Some of us lucky ones (usually older) have an enviable problem: deciding what rifle to bring hunting.
Back in the day, it was easy to choose. You used your deer rifle for deer hunting and made it work for elk and bears, too (if fortunate enough to pursue them). Oftentimes you pressed it into service for coyotes, too. Heck, I used to make a Ruger M77 in .270 Win. suffice for prairie dogs and rock chucks by building 90-grain Sierra hollow-point loads for it. Those screamers printed sub-MOA five-shot groups.
These days, my friends and I not only have specific rifles/calibers for deer, elk, moose, coyotes and varmints, but redundant options for each. This is the dilemma. I’m leaving today for a deer hunt that could see me finding a shooting opportunity in everything from thick pine forest to mile-wide wheat fields. Do I take the Mossberg lever-action .30-30 Win.? Or the 7mm Rem. Mag? Or a sweet-shooting Mossberg 4×4 in the classic .270 Win.?
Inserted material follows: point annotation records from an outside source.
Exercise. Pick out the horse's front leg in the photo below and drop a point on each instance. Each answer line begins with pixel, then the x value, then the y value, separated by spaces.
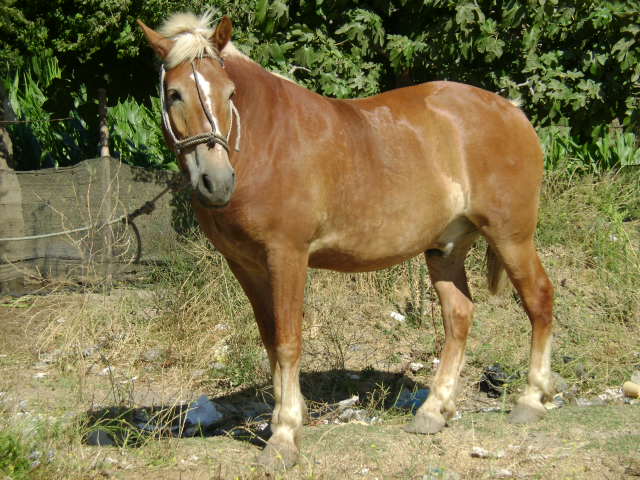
pixel 277 297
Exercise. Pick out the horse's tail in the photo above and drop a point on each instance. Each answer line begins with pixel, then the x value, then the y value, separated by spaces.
pixel 496 275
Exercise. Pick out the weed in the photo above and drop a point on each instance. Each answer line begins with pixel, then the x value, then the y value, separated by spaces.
pixel 14 456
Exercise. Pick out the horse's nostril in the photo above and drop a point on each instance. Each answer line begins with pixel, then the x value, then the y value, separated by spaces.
pixel 207 183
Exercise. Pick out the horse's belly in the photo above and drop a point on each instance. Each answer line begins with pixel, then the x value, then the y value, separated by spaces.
pixel 381 246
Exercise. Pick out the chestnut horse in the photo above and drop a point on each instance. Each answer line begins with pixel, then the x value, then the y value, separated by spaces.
pixel 285 179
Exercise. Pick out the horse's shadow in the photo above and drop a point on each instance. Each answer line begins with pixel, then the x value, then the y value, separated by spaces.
pixel 244 415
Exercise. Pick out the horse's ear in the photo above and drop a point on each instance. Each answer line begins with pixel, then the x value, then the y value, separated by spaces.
pixel 160 44
pixel 222 35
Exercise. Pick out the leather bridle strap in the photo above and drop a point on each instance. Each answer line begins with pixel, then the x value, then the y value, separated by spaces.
pixel 210 138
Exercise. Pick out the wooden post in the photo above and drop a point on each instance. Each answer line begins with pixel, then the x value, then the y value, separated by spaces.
pixel 108 184
pixel 104 125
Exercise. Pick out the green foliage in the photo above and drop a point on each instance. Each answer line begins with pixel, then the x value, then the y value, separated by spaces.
pixel 609 151
pixel 136 136
pixel 41 140
pixel 571 64
pixel 14 460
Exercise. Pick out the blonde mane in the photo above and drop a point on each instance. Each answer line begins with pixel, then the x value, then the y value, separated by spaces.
pixel 191 35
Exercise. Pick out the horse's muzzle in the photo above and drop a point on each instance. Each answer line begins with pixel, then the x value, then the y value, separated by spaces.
pixel 215 179
pixel 216 188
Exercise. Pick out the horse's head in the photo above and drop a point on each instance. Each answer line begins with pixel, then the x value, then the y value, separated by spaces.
pixel 198 114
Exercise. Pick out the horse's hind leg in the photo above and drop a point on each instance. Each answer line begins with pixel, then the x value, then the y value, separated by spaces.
pixel 450 281
pixel 530 279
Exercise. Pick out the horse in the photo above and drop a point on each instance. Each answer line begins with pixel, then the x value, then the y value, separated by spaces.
pixel 285 179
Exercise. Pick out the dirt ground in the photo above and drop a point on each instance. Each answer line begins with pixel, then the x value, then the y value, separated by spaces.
pixel 571 442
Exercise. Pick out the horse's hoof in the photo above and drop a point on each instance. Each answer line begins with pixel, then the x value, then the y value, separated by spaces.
pixel 526 413
pixel 428 423
pixel 278 457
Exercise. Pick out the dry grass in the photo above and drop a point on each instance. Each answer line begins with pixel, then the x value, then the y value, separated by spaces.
pixel 192 331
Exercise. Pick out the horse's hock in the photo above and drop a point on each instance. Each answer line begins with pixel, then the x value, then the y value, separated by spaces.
pixel 87 196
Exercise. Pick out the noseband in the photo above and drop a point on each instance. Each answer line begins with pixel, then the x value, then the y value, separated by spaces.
pixel 210 138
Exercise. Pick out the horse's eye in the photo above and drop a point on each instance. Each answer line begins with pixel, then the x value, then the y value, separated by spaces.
pixel 174 96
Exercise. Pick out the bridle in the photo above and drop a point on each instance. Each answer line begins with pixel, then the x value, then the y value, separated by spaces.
pixel 210 138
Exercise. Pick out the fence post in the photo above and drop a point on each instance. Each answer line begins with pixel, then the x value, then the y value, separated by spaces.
pixel 104 125
pixel 107 183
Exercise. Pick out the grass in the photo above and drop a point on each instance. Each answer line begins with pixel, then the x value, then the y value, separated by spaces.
pixel 94 348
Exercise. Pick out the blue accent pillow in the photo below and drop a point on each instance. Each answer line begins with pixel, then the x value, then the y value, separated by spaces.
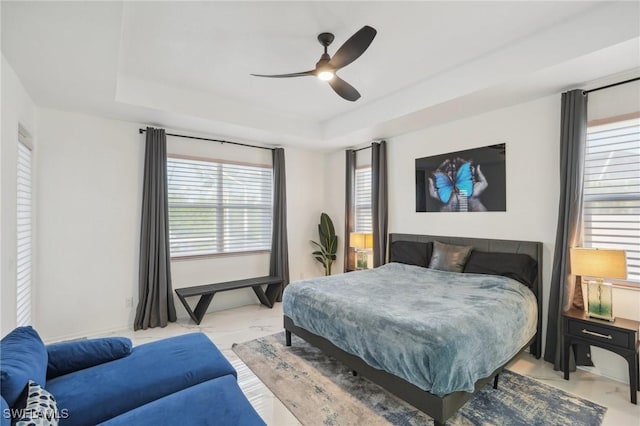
pixel 67 357
pixel 23 357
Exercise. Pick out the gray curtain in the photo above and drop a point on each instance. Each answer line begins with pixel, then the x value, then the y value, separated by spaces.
pixel 379 201
pixel 563 290
pixel 350 172
pixel 279 261
pixel 155 304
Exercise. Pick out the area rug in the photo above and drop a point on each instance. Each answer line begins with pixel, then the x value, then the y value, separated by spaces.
pixel 319 390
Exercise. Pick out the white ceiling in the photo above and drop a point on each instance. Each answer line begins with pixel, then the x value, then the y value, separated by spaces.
pixel 186 65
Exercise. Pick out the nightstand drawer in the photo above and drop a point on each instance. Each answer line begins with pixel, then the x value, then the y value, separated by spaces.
pixel 598 333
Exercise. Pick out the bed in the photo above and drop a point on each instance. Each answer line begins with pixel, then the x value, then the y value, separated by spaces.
pixel 399 325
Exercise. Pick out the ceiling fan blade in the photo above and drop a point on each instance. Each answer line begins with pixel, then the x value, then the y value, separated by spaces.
pixel 353 48
pixel 344 89
pixel 295 74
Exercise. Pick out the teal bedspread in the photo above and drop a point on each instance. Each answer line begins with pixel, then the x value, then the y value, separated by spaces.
pixel 441 331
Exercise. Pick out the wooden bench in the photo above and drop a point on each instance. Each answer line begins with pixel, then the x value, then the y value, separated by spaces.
pixel 207 291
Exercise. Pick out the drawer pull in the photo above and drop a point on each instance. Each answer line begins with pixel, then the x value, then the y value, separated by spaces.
pixel 593 333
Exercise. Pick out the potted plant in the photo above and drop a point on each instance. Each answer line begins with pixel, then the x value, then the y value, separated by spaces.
pixel 328 244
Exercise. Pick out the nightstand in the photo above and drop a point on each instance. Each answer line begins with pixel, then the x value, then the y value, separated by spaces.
pixel 619 336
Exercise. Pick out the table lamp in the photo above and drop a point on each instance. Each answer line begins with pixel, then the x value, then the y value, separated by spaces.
pixel 599 264
pixel 361 242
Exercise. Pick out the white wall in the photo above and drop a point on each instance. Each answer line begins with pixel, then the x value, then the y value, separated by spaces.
pixel 531 132
pixel 90 182
pixel 17 109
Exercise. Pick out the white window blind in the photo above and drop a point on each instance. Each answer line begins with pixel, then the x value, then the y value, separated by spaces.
pixel 612 190
pixel 217 207
pixel 24 249
pixel 362 202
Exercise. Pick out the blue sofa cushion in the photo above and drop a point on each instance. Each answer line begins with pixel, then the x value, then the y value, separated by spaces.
pixel 36 406
pixel 5 418
pixel 23 357
pixel 215 402
pixel 68 357
pixel 151 371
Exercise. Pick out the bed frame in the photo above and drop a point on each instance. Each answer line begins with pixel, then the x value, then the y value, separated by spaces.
pixel 440 408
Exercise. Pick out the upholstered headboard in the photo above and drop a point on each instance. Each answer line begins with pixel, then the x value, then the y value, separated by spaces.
pixel 531 248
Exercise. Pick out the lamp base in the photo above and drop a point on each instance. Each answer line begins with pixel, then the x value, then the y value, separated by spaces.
pixel 610 318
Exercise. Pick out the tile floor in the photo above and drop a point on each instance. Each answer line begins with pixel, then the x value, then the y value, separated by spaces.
pixel 253 321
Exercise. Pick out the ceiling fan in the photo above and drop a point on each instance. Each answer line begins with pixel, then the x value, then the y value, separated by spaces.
pixel 327 66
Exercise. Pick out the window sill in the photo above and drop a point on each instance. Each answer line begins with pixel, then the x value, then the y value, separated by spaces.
pixel 218 255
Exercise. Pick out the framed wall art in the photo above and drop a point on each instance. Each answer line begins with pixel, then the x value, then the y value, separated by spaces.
pixel 473 180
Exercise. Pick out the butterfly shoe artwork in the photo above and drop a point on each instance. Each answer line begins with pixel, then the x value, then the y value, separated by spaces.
pixel 458 183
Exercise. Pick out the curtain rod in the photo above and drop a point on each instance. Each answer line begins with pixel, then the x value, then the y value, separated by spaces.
pixel 212 140
pixel 611 85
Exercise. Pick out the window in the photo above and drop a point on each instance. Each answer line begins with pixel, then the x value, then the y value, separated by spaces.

I’ll reject the .30-30 Win. quickly for two reasons: I have to be able to make any shooting opportunity that presents itself because the hunt is being filmed for Winchester World of Whitetail. The .30-30 Win., while a great woods cartridge, sucks gravity beyond 250 yards. In past years, I’ve had to target a number of WOW bucks at 300-400 yards.
So, that leaves the 7mm Rem. Mag. and .270 Win. Some casual shooters assume the 7mm magnum will outshoot the old .270 non-magnum by a significant measure, but that’s false. With 140-grain AccuBonds zeroed at 200 yards, the .270 Win. will impact within an inch of the 7mm at 300 yards and just 3 inches lower at 400 yards. Not a difference worth sweating.
So, how do I choose a rifle? Well, the weather man is calling for some rain and the .270 Win. is dressed in stainless steel and laminated wood, so we’re going hunting.
Sometimes ballistic performance is not the deciding factor.